A federal appeals court has upheld a Georgia statute that prohibits guns in churches, rejecting the claims of a pastor and a gun rights group that the law violates both the First Amendment’s guarantee of citizens’ right of religious freedom, as well as the Second Amendment guarantee of the right to keep and bear arms. As for the Second Amendment, the three-judge panel of the 11th U.S. Circuit Court of Appeals ruled that it “does not give an individual a right to carry a firearm on a place of worship’s premises against the owner’s wishes because such right did not pre-exist the Amendment’s adoption. Enforcing the Carry Law against a license holder who carries a firearm on private property against the owner’s instructions would therefore be constitutional.”
In 2010, the Georgia legislature modified a state conceal-carry law that had prohibited gun owners from bringing their handguns to a “public gathering.” As reported by Courthouse News Service (CNS), the amendment broadened the rights of gun owners to carry handguns in public locales, but specified eight locations where they would continue to be prohibited, “including courthouses, jails or prisons, most bars, mental health facilities, and churches or other places of worship.”
According to CNS, a Second Amendment group called Georgia Carry “has been fighting gun regulations in various cities and counties since 2007. The nonprofit’s former president Edward Stone complained that the law would block him from bringing a firearm to services at the Baptist Tabernacle of Thomaston. He said a gun could be helpful if he needs to defend himself and his family.”

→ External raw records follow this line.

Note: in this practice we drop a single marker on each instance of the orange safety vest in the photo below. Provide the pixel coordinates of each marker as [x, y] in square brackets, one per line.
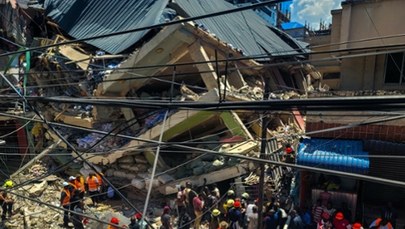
[79, 186]
[66, 200]
[73, 185]
[93, 185]
[378, 222]
[100, 180]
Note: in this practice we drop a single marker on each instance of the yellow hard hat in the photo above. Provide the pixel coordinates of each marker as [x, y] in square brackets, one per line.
[245, 195]
[8, 184]
[230, 203]
[216, 212]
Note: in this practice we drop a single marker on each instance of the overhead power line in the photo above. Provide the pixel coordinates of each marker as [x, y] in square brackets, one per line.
[329, 103]
[183, 20]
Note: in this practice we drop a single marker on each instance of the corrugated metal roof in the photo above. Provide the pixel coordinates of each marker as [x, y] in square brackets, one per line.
[390, 159]
[87, 18]
[291, 25]
[342, 155]
[244, 30]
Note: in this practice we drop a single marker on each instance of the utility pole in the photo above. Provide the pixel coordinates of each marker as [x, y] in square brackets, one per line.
[263, 146]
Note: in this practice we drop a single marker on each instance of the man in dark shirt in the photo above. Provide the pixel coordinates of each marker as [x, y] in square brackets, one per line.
[165, 218]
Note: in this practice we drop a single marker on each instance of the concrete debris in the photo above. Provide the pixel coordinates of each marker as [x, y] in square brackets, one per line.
[30, 214]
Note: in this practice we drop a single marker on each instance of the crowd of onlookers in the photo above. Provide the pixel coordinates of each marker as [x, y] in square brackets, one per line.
[209, 209]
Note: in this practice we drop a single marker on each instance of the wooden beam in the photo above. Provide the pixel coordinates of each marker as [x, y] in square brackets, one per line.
[235, 78]
[209, 75]
[129, 115]
[235, 124]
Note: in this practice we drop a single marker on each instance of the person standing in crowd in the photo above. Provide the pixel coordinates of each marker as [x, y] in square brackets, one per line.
[235, 215]
[93, 187]
[339, 222]
[72, 183]
[134, 224]
[306, 217]
[215, 219]
[76, 218]
[357, 226]
[65, 203]
[166, 218]
[325, 222]
[189, 196]
[317, 210]
[329, 209]
[381, 223]
[79, 183]
[216, 191]
[253, 218]
[325, 197]
[180, 201]
[7, 204]
[281, 214]
[198, 205]
[102, 188]
[115, 221]
[390, 214]
[295, 221]
[271, 221]
[185, 221]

The Rev. Jonathan Wilkins, pastor of the church and also a member of Georgia Carry, filed suit against the state law, arguing that it violated both the First Amendment’s guarantee of the right to the free exercise of religion and the Second Amendment’s guarantee of the right to keep and bear arms. But in January 2011, U.S. District Judge C. Ashley Royal ruled against the suit, finding that the gun ban in places of worship does not prevent Georgia residents from attending church and exercising their religious convictions, nor does it conflict with the Second Amendment. “The law only requires that persons either not carry a weapon to a place of worship, leave their weapons secured in their vehicles, or notify security or management personnel of the presence of the weapon,” Royal wrote in his ruling.
The three-judge panel of the appeals court affirmed Royal’s ruling, with Judge Gerard Tjoflat writing that he and his colleagues searched the complaint of Wilkins and the gun group “to no avail in an attempt to find factual allegations that could possibly be construed as alleging that the Carry Law imposes a constitutionally impermissible burden on one of plaintiffs’ sincerely held religious beliefs. That plaintiffs ‘would like’ to carry a firearm in order to be able to act in ‘self-defense’ is a personal preference, motivated by a secular purpose.”
Tjoflat wrote that the plaintiffs’ Second Amendment claims would serve to “destroy one cornerstone of liberty — the right to enjoy one’s private property — in order to expand another, the right to bear arms. This we will not do.”
He wrote that if the “concept of civil liberties depends on a three-legged stool of rights — personal security, personal liberty, and private property — it would be unwise indeed to cut off one leg entirely only to slightly augment another. Rather, our task is to read the Second Amendment’s preexisting right alongside the equally important rights protected by the Constitution in order to strengthen all three legs and thereby better secure the foundation of our liberty.”
Responding to the ruling, Jerry Henry of Georgia Carry recalled to OneNewsNow that his organization filed suit over the law “because the state would not allow the church to make the decision on their private property whether or not guns could be carried on that property. The 11th Circuit said basically the same thing and then ruled against us because they apparently were saying that we were trying to force them to allow guns in church.”
Henry said the law actually exempts some individuals from the ban in churches and other public places. “Police, the military, of course sheriffs, judges, and district attorneys and the list goes on and on and on,” he said of those who could carry guns and use them to protect themselves and others. “However, people who submit to the licensing process are not allowed in that code section.” Said Henry of the ruling: “We think they’ve got it wrong again. The church’s First Amendment right prevails over the state right to tell them what they can and cannot do.”
On its website Georgia Carry declares the Second Amendment “doesn’t just apply in certain locations or to special people favored by the government. The right of the people to keep and bear arms applies everywhere and to all of us without qualification. ‘Shall not be infringed’ means SHALL NOT BE INFRINGED.”
John Monroe, an attorney for Georgia Carry, said that he and his clients were considering appealing the ruling to the U.S. Supreme Court. “We’re looking at it,” Monroe said after the decision. “We respect the court’s decision, but we were disappointed.”
According to the Christian Post, earlier this year Republican state lawmakers introduced another amendment to the state’s gun law that would open up churches and houses of worship to those legally carrying handguns.
Some Second Amendment champions noted that the 11th Circuit Court’s decision came on the same day that James Holmes opened fire on theater-goers in Aurora, Colorado, killing twelve and wounding dozens more. Had at least one individual in the theater been armed and willing to use lethal force, they argued, much of the carnage may have been turned back.